[3] You're not

15.7K 816 24
                                    

Mungkin ini rada aneh, jadi keep enjoy aja deh! :D

+++

“Eh, eh, gimana hari ini? Ngerasa ada yang berubah gak?” tanya Mello sambil sibuk mengunyah kentang goreng dan menatap kami satu persatu.

Sekarang kami berlima berada di rumahku, entah mengapa hari ini mereka memilih ke rumahku. Biasanya ke rumah Mello yang bergaya kuno dan banyak hal-hal yang menarik  atau rumah Vannie yang besar kayak istana.

“Gue biasa aja tuh, malah tadi gue baru jadian sama siapa itu namanya? Go..gol  siapa sih?” tanya Cherrie. Ia berpikir keras, mengingat-ingat nama cowok yang baru jadian dengannya.

“Goldie?” sambung Mello.

“Nah, bener,” kata Cherrie sambil mengangguk mantap dan kembali mencomot kentang goreng. Aku hanya menggeleng melihat tingkah Cherrie yang santai seolah sudah biasa bila ia tak mengingat nama cowoknya.

“Sampai kapan sih lo mau nerima semua cowok yang nembak lo? Lo gak risih apa di cap playgirl atau murahan?” tanya Ibie.

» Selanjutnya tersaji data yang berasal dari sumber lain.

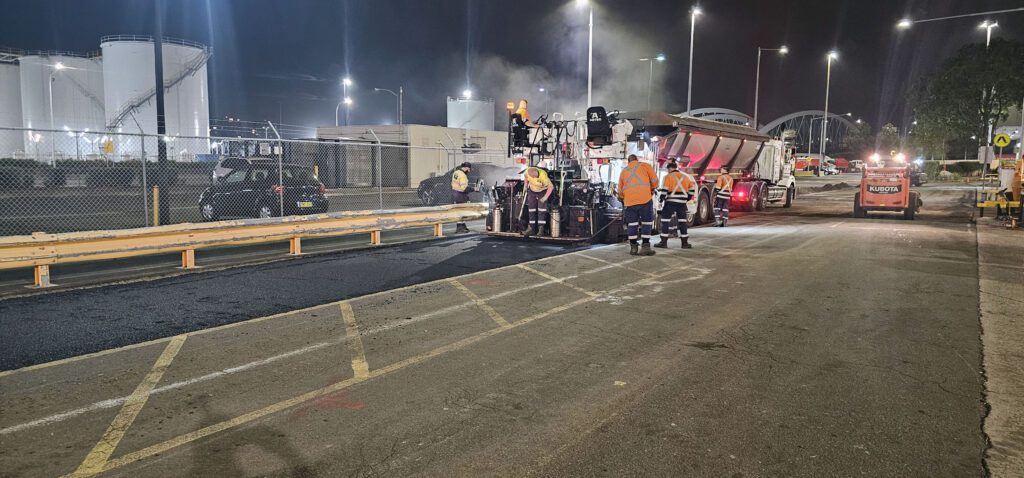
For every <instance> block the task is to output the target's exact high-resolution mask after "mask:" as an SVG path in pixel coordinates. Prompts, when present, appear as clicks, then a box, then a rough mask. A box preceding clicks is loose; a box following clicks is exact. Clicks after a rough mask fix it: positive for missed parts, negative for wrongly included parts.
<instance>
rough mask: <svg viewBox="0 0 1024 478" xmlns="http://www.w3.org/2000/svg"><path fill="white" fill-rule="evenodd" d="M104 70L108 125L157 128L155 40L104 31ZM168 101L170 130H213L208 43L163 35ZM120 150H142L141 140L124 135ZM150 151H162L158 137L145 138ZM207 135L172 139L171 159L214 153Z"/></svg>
mask: <svg viewBox="0 0 1024 478" xmlns="http://www.w3.org/2000/svg"><path fill="white" fill-rule="evenodd" d="M100 47H101V48H102V52H103V76H104V77H105V84H104V91H105V94H104V98H105V104H106V107H105V110H106V120H105V121H106V126H108V127H110V128H111V129H112V130H115V131H117V130H120V131H122V132H125V133H138V132H139V130H140V129H141V131H143V132H144V133H145V134H156V133H157V103H156V89H155V85H154V83H155V81H154V78H155V77H154V51H153V40H152V39H151V38H148V37H136V36H114V37H104V38H102V40H101V43H100ZM163 56H164V88H165V90H164V107H165V124H166V125H167V135H168V136H172V137H174V136H203V137H206V136H209V128H210V105H209V98H208V94H209V92H208V85H207V71H206V60H207V57H208V50H207V48H206V47H205V46H203V45H200V44H195V43H188V42H185V41H181V40H173V39H167V40H165V41H164V48H163ZM116 148H117V149H118V154H119V155H125V154H130V155H132V156H137V155H138V154H139V149H140V144H139V141H138V140H137V139H135V138H130V137H125V138H123V139H122V141H121V143H119V144H117V145H116ZM145 151H146V157H148V158H150V159H153V158H154V156H155V155H156V151H157V143H156V141H155V140H152V139H151V140H147V141H146V143H145ZM209 151H210V150H209V143H208V142H207V141H201V140H191V139H180V140H173V141H170V142H168V155H169V156H171V159H172V160H182V159H184V160H190V158H191V156H190V155H195V154H197V153H201V154H209Z"/></svg>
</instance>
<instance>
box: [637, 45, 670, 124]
mask: <svg viewBox="0 0 1024 478" xmlns="http://www.w3.org/2000/svg"><path fill="white" fill-rule="evenodd" d="M640 61H647V62H648V63H650V76H649V77H648V78H647V111H648V112H649V111H650V90H651V86H652V85H653V83H654V61H665V53H658V54H656V55H654V56H648V57H644V58H640Z"/></svg>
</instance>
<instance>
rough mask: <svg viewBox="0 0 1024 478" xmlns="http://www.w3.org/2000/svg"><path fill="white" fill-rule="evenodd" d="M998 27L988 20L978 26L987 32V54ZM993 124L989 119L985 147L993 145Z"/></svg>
mask: <svg viewBox="0 0 1024 478" xmlns="http://www.w3.org/2000/svg"><path fill="white" fill-rule="evenodd" d="M998 26H999V24H998V23H997V21H989V20H987V19H986V20H985V21H982V23H981V25H979V26H978V28H979V29H984V30H985V51H986V53H987V52H988V46H989V45H990V44H991V43H992V29H994V28H996V27H998ZM992 89H993V88H992V87H990V88H989V90H988V94H992ZM992 123H994V122H993V121H992V119H991V118H989V119H988V134H987V135H985V145H988V146H991V145H992V126H993V125H992Z"/></svg>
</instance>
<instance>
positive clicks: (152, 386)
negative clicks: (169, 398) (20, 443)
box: [70, 335, 186, 477]
mask: <svg viewBox="0 0 1024 478" xmlns="http://www.w3.org/2000/svg"><path fill="white" fill-rule="evenodd" d="M185 337H186V336H183V335H181V336H176V337H174V338H172V339H171V340H170V341H169V342H168V343H167V347H165V348H164V352H163V353H161V354H160V357H159V358H157V362H156V363H154V364H153V368H151V370H150V373H148V374H146V376H145V379H143V380H142V383H140V384H138V387H135V391H134V392H132V394H131V395H129V396H128V399H127V400H125V403H124V405H122V406H121V411H118V415H117V417H114V421H113V422H111V426H110V427H108V428H106V432H105V433H103V437H102V438H100V439H99V442H98V443H96V446H93V447H92V451H89V454H88V455H86V457H85V460H83V461H82V465H80V466H79V467H78V469H77V470H75V472H74V473H72V474H71V475H70V476H74V477H82V476H93V475H95V474H97V473H100V472H102V471H103V467H105V466H106V462H108V461H109V460H110V459H111V454H113V453H114V449H115V448H117V447H118V443H120V442H121V439H122V438H124V436H125V433H127V432H128V428H129V427H131V424H132V422H134V421H135V418H136V417H138V414H139V411H142V407H143V406H145V402H146V400H148V399H150V393H151V392H153V389H154V388H155V387H156V386H157V384H158V383H160V379H161V378H163V377H164V372H166V371H167V367H168V365H170V364H171V361H173V360H174V357H175V356H176V355H177V354H178V352H179V351H180V350H181V346H182V345H183V344H184V343H185Z"/></svg>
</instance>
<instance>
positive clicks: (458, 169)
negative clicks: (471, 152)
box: [452, 162, 473, 234]
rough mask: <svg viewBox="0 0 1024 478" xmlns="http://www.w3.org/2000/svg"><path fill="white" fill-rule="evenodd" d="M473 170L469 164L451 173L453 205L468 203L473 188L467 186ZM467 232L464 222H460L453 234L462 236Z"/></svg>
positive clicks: (467, 228) (466, 229) (457, 168)
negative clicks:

“Sampai gue dapat cowok yang setia sama gue dan mencintai gue apa adanya bukan ada apanya.  Gue juga gak risih tuh, terserah aja mereka mau bilang gue apa. Mereka cuma sirik aja sama gue, soalnya mereka gak laku,” kata Cherrie enteng sambil mengibas-ngibaskan tangannya.

Ibie memutar bola matanya jengah. Memang sifat Cherrie yang gak bisa dibilangin dan nganggap remeh apapun.

“Nah kalo hari lo gimana, Vic? Ada yang berubah gak?” tanya Cherrie .

“Gak tahu, gue masih gak ngerti sama kata berubah di sini,” kataku sambil mengangkat kedua bahuku. Mereka pun mengangguk.

“Gue juga gak ngerasa apa-apa, seperti hari-hari biasa aja,” kata Vannie. Akhirnya dia buka suara juga.

“Mungkin nanti,” celetuk Mello.

“Tapi, katanya kan pas kita umur 17 tahun,” bantah Ibie sambil mengernyit bingung.

“Ya elaah, 17 tahun bukan hari ini aja kali, tapi setahun kurang sehari ke depan kita juga  masih 17 tahun,”  kata Cherrie sambil  melirik sinis ke arah Ibie. Ibie hanya mendengus kesal dan membuang muka. Mereka berdua memang jarang akur, kerjaan yaa gitu berantem terus.  Mungkin karena sifat mereka yang bertolak belakang, apa yang disukai Cherrie, Ibie tak suka, dan sebaliknya begitu.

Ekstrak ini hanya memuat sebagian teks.